Basın yoluyla kişilik haklarının ihlalinde, sözleşmeye aykırılığa örnek olarak, bir kimsenin kendisi hakkında bir yayın yapılması konusunda bir basın organı ile anlaşma yapması, ancak basın organının sözleşmeye aykırı davranması verilebilir[2].
II. Haksız Fiil Teşkil Eden Davranışlar Nedeniyle İhlal Edilmesi
4721 sayılı Türk Medeni Kanununun 24. maddesi, hukuka aykırı olarak kişilik haklarına saldırıyı düzenlemektedir.
Basın yoluyla kişilik haklarını ihlali, daha çok haksız fiil teşkil eden davranışlar nedeniyle gerçekleşmektedir. Burada, taraflar arasında bir sözleşme ilişkisi olmaksızın, yapılan açıklamayla kişilik haklarına saldırıda bulunulmaktadır[3].

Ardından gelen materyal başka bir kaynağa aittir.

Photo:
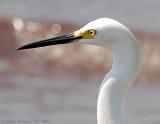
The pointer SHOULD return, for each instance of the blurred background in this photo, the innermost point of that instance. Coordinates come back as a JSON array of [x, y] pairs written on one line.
[[59, 84]]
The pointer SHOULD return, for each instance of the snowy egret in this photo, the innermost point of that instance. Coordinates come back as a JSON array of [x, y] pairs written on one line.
[[121, 42]]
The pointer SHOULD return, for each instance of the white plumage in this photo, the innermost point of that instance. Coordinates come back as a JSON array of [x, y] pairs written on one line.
[[120, 41]]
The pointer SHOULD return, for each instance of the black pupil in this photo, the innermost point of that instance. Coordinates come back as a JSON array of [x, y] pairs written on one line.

Basın yoluyla kişilik haklarının ihlali, genel olarak manevi kişisel varlıklara ilişkin olmakla birlikte, maddi kişisel varlıklara ilişkin olması da mümkündür. Buna örnek olarak, basında yer alan gerçek dışı bir haberin kişide şok etkisi yaratarak ölümüne yol açması hâlinde, kişinin yaşam hakkı ihlal edilmiş olmaktadır. Ancak bu durumda, basın yoluyla açıklamada bulunan veya bu açıklamadan sorumlu olan kişilerin sorumluluğuna gidebilmek için, açıklama ile sonuç arasında uygun illiyet bağı olup olmadığına bakılması gerekmektedir[4].
Berna Berfin KAYA
[1] Bilen, Selim, “Basın Yoluyla Kişilik Hakkının İhlali”, Yüksek Lisans Tezi, İstanbul Maltepe Üniversitesi Sosyal Bilimler Enstitüsü, İstanbul 2018, s. 48; Kılıçoğlu, Ahmet M., Şeref Haysiyet ve Özel Yaşama Basın Yoluyla Saldırılardan Hukuksal Sorumluluk, 5. Baskı, Ankara 2016, s. 52.
[2] Acabey, Mehmet Beşir, “Basın Özgürlüğü ve Bu Özgürlüğün Bir Sınırı Olarak Kişilik Hakkı”, Journal of Yaşar University, Cilt: 8, Sayı: Özel, s. 1-54, İzmir 2013, s. 23.
[3] Kılıçoğlu, Hukuksal Sorumluluk, s. 53.
[4] Acabey, s. 23; Kılıçoğlu, Hukuksal Sorumluluk, s. 54.